What a difference a couple of centuries makes. In today's world, rather than bemoaning the loss of fond feelings for fellow countrymen, Western leaders and captains of industry proudly proclaim themselves 'citizens of the world' with all it implies, patriotism is considered a dirty word or, at best, boob bait for the rubes, and 'the best and the brightest' among us strive to "imagine there's no countries" (as John Lennon put it). In such a deracinated culture, it's no wonder Starnes -- and GE, Microsoft, Bain Capital and Goldman Sachs -- sink money into a Chinese rat hole rather than invest in the country that suckled them.

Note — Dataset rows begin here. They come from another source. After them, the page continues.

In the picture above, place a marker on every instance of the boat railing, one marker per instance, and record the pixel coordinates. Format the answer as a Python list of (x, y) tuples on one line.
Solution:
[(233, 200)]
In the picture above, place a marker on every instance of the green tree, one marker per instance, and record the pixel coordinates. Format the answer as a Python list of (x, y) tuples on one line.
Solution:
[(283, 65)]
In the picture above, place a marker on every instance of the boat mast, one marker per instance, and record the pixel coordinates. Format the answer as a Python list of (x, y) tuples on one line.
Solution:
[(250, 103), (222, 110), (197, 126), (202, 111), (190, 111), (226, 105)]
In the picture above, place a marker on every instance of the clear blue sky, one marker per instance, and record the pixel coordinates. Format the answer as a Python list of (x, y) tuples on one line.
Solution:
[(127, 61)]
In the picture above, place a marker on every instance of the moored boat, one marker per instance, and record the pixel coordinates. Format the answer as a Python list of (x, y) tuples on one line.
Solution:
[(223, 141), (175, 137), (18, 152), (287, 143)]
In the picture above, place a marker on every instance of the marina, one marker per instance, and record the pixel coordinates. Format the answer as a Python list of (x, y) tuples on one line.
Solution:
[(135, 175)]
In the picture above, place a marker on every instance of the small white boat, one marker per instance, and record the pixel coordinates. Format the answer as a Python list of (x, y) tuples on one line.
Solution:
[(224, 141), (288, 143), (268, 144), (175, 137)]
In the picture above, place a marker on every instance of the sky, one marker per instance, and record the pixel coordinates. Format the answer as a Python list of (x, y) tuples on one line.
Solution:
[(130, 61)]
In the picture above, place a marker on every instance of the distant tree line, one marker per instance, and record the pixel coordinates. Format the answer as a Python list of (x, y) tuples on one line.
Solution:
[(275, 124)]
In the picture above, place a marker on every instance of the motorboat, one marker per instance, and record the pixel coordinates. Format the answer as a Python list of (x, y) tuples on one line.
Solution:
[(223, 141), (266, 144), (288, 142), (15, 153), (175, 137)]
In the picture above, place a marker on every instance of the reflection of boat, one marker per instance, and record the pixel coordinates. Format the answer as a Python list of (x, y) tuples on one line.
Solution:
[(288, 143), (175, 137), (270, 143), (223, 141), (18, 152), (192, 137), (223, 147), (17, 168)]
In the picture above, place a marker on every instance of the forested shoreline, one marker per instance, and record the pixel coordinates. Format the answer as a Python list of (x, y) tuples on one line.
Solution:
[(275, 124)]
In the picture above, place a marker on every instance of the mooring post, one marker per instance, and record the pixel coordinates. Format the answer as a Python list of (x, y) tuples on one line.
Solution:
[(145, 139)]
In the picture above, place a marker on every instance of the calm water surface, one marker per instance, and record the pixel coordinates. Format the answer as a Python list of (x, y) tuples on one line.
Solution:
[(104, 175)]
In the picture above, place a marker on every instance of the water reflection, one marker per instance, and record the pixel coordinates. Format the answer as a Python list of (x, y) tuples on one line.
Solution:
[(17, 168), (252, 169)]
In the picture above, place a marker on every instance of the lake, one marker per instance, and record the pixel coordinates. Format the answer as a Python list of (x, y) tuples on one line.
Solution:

Starnes admits there is a "dirty underside to doing business in China." But asked if he would continue doing business there, he said "going back to China is a must. We've got millions of dollars of equipment there. We've got a large investment there." So while his body is free, his capital remains hostage.

Can we now expect Starnes and those like him to do everything they can to bring their wealth home to their country of birth, satisfied with a lower rate of profit rather than entrusting their fortunes to strange governments in foreign nations? Don't hold your breath.

As you read this, corporate and Wall Street elites are working hand in glove with the Obama administration to create an enforceable, worldwide code of law, beyond the reach of any nation's courts, in order to protect investments anywhere on the planet.

That is the goal of the TransPacific Partnership and the TransAtlantic Partnership "free trade" agreements. Administration negotiators have said these deals are about more than "trade" -- they're about establishing global rules for investment and economic integration. They want to make the world safe for outsourcing.

If they succeed, the America of our birth, an independent, self-governing people, imperfect, yet free to determine our own destiny, will be a thing of the past.

And that is why they must be stopped.